3. Membuat Peraturan Pemerintah tentang kriteria baku kerusakan lingkungan hidup yang berkaitan dengan kebakaran hutan dan/atau lahan;
4. Membuat Peraturan Pemerintah tentang instrumen ekonomi lingkungan hidup;
5. Membuat Peraturan Pemerintah tentang analisis risiko lingkungan hidup;
6. Membuat Peraturan Pemerintah tentang tata cara penanggulangan pencemaran dan/atau kerusakan lingkungan hidup;
7. Membuat Peraturan Pemerintah tentang tata cara pemulihan fungsi lingkungan hidup;
8. Membuat Peraturan Pemerintah atau Peraturan Presiden yang menjadi dasar hukum terbentuknya tim gabungan;
9. Mendirikan rumah sakit khusus paru dan penyakit lain akibat pencemaran udara asap di Kalimantan Tengah yang dapat diakses gratis bagi korban asap;
10. Memerintahkan seluruh rumah sakit daerah yang berada di wilayah provinsi Kalimantan Tengah membebaskan biaya pengobatan bagi masyarakat yang terkena dampak kabut asap di Provinsi Kalimantan Tengah;
11. Membuat tempat evakuasi ruang bebas pencemaran guna antispasi potensi kebakaran hutan dan lahan yang berakibat pencemaran udara asap;
12. Menyiapkan petunjuk teknis evakuasi dan bekerjasama dengan lembaga lain untuk memastikan evakuasi berjalan lancar.
"Upaya yang dilakukan para Tergugat Presiden tersebut belum maksimal dan terlihat lamban dan lambatnya kinerja para Tergugat dalam melakukan antisipasi meluasnya kebakaran hutan dan lahan di Wilayah Kalimantan Tengah tersebut menyebabkan kabut asap menyebar meluas hingga ke wilayah negara tetangga yaitu wilayah Singapura dan Malaysia, dan telah pula menyebabkan korban meninggal dunia dan warga menderita ISPA serta terganggunya aktivitas masyarakat termasuk terganggunya penerbangan pesawat di wilayah Kalimantan Tengah dan lama kebakaran hutan dan lahan tersebut terjadi dalam rentan waktu yang cukup di tahun 2015 sehingga kabut asap menyelimuti wilayah Kalimantan Tengah," papar majelis hakim dalam pertimbangannya menghukum Jokowi.
Dalam proses itu Kementerian Lingkungan Hidup dan Kehutanan (KLHK) pasang badan.

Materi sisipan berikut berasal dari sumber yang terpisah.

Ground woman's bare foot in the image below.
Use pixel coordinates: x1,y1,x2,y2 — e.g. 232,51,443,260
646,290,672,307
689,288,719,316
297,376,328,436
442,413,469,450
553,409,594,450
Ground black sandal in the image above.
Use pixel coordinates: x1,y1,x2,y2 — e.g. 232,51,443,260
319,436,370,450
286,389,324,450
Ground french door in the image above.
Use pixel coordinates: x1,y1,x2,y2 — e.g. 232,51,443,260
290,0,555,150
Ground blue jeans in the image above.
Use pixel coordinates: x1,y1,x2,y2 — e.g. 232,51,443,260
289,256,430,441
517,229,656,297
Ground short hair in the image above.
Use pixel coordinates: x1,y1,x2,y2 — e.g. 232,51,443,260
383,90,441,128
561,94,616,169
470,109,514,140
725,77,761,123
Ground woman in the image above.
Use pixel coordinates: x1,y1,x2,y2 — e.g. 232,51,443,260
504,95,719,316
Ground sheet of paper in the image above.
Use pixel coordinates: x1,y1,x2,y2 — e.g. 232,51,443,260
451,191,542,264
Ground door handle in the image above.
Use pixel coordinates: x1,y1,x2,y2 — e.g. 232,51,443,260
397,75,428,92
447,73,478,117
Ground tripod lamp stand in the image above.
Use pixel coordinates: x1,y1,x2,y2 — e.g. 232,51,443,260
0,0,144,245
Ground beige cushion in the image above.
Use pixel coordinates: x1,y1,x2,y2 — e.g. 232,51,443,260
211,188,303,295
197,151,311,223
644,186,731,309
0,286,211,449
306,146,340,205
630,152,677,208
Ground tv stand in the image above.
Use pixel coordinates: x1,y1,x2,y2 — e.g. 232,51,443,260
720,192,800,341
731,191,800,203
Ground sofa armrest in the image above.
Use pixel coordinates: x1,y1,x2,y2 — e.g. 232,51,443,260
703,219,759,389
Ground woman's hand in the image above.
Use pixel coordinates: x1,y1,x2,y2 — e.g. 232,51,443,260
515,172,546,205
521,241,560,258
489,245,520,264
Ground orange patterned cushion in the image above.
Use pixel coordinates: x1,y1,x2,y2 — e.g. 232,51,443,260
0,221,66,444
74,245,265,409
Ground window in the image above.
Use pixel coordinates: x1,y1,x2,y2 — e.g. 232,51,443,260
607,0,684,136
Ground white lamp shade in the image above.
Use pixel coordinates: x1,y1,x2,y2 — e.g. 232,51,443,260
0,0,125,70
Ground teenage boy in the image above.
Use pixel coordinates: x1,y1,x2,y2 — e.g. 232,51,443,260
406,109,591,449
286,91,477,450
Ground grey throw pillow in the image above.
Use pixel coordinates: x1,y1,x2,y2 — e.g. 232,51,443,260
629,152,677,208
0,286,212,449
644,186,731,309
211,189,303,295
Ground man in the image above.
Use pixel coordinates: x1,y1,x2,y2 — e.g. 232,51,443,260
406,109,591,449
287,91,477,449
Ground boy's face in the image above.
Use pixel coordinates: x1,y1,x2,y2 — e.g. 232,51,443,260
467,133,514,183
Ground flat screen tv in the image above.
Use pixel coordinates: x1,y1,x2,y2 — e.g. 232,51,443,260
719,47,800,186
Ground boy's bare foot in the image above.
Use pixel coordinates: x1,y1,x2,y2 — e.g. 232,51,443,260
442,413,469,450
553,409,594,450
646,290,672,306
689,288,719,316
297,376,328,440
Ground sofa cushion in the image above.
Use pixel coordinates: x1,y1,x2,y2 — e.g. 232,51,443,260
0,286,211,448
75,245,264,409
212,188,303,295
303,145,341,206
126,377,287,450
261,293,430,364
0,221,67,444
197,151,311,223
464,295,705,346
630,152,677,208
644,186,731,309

Pemerintah memilih opsi kasasi daripada melaksanakan putusan tersebut.
"Bu Menteri sangat serius mengawal penegakan hukum karhutla, siapapun pelakunya harus diproses hukum. Bahkan kita lakukan proses hukum pada korporasi, dan ini belum pernah tersentuh sebelumnya," kata Dirjen Penegakan Hukum KLHK Rasio Ridho Sani
Pihak KLKH memberikan daftar sanggahan bila rezim Jokowi lamban menangangi karhutla. Berikut daftarnya:
1. Dari tahun 2015 sampai sekarang, sudah ada 510 kasus pidana LHK dibawa ke pengadilan oleh penyidik Gakkum KLHK. Hampir 500 ratus perusahaan yang tidak patuh telah dikenakan sanksi administratif, dan puluhan korporasi yang dinilai lalai menjaga lahan mereka digugat secara perdata.

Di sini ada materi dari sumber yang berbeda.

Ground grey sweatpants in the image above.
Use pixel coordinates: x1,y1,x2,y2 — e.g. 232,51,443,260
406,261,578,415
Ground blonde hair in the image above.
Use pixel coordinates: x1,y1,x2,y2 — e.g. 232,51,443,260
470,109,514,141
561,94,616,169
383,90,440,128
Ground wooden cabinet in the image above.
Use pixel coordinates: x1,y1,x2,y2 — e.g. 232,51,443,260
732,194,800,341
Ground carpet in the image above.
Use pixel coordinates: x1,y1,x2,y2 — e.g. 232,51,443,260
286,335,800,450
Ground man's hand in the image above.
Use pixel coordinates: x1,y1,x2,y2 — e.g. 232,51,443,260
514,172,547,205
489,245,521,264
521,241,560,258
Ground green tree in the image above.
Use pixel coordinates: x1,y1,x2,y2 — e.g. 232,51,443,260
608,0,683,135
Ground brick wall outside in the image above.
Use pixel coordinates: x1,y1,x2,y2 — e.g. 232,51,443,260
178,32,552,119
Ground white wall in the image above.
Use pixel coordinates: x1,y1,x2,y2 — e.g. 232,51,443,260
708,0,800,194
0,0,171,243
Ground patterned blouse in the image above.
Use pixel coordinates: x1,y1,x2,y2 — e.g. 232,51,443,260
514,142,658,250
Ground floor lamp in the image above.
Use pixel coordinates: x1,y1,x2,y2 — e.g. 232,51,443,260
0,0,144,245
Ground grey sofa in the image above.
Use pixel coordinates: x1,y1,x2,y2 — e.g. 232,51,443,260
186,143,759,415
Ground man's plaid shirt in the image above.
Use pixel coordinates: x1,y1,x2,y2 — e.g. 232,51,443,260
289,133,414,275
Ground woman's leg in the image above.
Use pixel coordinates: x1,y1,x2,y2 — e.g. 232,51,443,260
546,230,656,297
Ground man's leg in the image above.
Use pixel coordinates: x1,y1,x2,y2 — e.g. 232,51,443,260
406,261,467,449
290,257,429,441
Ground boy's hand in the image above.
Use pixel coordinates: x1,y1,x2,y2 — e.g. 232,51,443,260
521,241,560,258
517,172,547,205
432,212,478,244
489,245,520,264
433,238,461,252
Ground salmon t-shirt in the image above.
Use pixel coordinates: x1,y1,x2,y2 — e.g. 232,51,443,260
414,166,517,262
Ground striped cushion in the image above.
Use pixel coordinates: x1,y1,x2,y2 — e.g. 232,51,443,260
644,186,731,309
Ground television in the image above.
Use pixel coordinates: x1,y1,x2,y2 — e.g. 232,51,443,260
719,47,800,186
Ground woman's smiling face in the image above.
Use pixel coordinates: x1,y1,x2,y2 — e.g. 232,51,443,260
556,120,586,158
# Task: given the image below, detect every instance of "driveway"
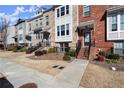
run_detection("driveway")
[0,59,88,88]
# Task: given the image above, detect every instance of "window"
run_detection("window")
[66,5,69,14]
[36,24,38,27]
[114,42,124,55]
[19,24,22,30]
[57,26,60,36]
[66,24,69,35]
[61,25,65,36]
[120,14,124,30]
[83,5,90,17]
[29,24,31,31]
[61,7,65,16]
[112,15,117,31]
[19,34,23,40]
[40,22,42,25]
[38,33,40,39]
[57,9,59,17]
[46,16,49,25]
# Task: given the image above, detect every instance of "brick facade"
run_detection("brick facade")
[78,5,113,58]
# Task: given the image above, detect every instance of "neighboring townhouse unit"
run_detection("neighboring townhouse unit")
[28,7,55,47]
[55,5,78,52]
[14,19,27,46]
[77,5,112,59]
[7,26,15,47]
[107,6,124,56]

2. KLHK melakukan lebih dari 200 operasi penanganan satwa ilegal dan illegal logging untuk mengamankan sumber daya negara dan menjaga kelestarian ekosistem. Termasuk di dalamnya penegakan hukum untuk menjerat perusak lingkungan hidup seperti kasus karhutla.

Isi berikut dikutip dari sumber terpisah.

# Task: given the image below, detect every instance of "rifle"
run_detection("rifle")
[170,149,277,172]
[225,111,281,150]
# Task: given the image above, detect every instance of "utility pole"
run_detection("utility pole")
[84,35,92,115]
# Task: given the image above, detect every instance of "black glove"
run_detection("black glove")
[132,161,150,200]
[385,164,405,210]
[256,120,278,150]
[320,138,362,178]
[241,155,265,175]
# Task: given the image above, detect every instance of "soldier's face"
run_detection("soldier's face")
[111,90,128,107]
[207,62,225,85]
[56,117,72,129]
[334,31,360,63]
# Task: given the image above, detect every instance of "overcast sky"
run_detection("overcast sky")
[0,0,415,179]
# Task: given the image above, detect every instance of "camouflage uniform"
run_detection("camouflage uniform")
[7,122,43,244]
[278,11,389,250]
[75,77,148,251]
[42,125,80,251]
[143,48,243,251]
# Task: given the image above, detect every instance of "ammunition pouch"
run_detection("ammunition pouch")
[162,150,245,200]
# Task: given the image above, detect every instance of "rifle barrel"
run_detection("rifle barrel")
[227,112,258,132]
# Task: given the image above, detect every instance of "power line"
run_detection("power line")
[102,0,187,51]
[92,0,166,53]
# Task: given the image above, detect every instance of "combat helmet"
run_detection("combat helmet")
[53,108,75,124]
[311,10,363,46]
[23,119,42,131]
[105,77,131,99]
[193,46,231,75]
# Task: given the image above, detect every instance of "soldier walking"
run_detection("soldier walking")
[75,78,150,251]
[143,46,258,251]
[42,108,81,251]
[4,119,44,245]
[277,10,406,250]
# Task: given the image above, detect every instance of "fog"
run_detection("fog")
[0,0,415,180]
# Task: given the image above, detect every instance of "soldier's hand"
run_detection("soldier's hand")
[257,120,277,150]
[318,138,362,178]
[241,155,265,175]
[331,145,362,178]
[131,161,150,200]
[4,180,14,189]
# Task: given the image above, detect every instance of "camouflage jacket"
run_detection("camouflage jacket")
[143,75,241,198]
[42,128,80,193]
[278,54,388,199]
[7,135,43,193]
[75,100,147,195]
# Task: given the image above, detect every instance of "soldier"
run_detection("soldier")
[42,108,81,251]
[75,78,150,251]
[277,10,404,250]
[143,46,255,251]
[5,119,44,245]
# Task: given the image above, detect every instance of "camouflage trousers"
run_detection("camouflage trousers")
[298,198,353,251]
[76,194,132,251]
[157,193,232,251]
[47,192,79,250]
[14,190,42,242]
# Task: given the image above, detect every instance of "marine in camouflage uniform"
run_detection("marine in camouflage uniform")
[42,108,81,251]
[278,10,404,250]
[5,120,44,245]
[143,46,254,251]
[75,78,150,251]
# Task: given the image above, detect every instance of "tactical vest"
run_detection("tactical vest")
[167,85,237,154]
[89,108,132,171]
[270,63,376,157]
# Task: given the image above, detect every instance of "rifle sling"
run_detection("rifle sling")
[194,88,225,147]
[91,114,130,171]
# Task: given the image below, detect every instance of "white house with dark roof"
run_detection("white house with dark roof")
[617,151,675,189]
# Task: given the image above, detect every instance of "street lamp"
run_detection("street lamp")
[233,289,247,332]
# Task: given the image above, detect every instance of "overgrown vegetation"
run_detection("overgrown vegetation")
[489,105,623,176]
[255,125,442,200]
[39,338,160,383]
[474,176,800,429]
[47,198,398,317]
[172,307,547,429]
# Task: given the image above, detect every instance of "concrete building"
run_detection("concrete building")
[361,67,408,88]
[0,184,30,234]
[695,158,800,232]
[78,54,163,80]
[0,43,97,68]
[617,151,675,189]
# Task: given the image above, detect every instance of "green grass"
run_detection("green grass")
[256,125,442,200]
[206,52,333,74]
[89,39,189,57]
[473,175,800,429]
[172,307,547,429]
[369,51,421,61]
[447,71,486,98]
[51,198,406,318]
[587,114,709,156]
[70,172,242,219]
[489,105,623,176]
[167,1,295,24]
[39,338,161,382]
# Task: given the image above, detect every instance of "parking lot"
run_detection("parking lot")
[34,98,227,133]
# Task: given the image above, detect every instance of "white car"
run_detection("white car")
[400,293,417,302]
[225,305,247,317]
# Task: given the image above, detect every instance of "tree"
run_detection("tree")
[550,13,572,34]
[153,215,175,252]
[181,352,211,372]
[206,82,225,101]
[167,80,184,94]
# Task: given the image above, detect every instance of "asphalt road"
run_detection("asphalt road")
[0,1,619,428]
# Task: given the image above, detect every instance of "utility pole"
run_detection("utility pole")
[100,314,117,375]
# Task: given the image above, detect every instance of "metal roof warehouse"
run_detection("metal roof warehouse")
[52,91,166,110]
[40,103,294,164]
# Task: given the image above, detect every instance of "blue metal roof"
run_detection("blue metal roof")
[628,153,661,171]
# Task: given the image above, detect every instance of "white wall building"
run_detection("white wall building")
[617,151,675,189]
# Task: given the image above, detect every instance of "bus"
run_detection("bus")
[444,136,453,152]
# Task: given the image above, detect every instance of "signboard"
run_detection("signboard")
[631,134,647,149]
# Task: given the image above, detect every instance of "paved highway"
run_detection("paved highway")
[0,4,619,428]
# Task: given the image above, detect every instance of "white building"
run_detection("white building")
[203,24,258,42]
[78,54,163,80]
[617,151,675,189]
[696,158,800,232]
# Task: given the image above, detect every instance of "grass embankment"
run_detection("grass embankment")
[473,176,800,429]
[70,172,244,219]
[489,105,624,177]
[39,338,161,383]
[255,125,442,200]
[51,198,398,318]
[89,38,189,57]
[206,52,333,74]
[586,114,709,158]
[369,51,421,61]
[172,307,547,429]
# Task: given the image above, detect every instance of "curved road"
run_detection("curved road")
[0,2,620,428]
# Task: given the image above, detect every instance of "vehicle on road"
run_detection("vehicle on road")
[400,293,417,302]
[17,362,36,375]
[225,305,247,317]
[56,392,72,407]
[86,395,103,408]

3. Sepanjang tahun 2015-2017, total putusan pengadilan yang sudah dinyatakan inkracht untuk ganti kerugian dan pemulihan (perdata) mencapai Rp 17,82 triliun. Sedangkan untuk nilai pengganti kerugian lingkungan di luar pengadilan (PNBP) senilai Rp 36,59 miliar. Angka ini, menjadi yang terbesar dalam sejarah penegakan hukum lingkungan hidup di Indonesia.
4. Pasal 'sakti' UU Lingkungan Hidup yang bisa menjerat pelaku pembakar lahan dan hutan pernah mendapat perlawanan dari kekuatan korporasi. APHI dan GAPKI mengajukan Judicial Review (JR) terkait Pasal 69 ayat (2), Pasal 88, dan Pasal 99 UU Lingkungan Hidup ke Mahkamah Konstitusi, meski kemudian mencabutnya karena mendapat perlawanan yang sangat keras dari publik.
Rasio menegaskan bahwa penerapan pasal dalam UU Lingkungan Hidup untuk melindungi segenap rakyat Indonesia. Judicial Review (JR) hanya upaya untuk melepas tanggung jawab, dengan mengambinghitamkan masyarakat atas ketidakmampuan korporasi sebagai pemegang izin, dalam mencegah dan menanggulangi kebakaran hutan dan lahan di kawasan konsesi mereka.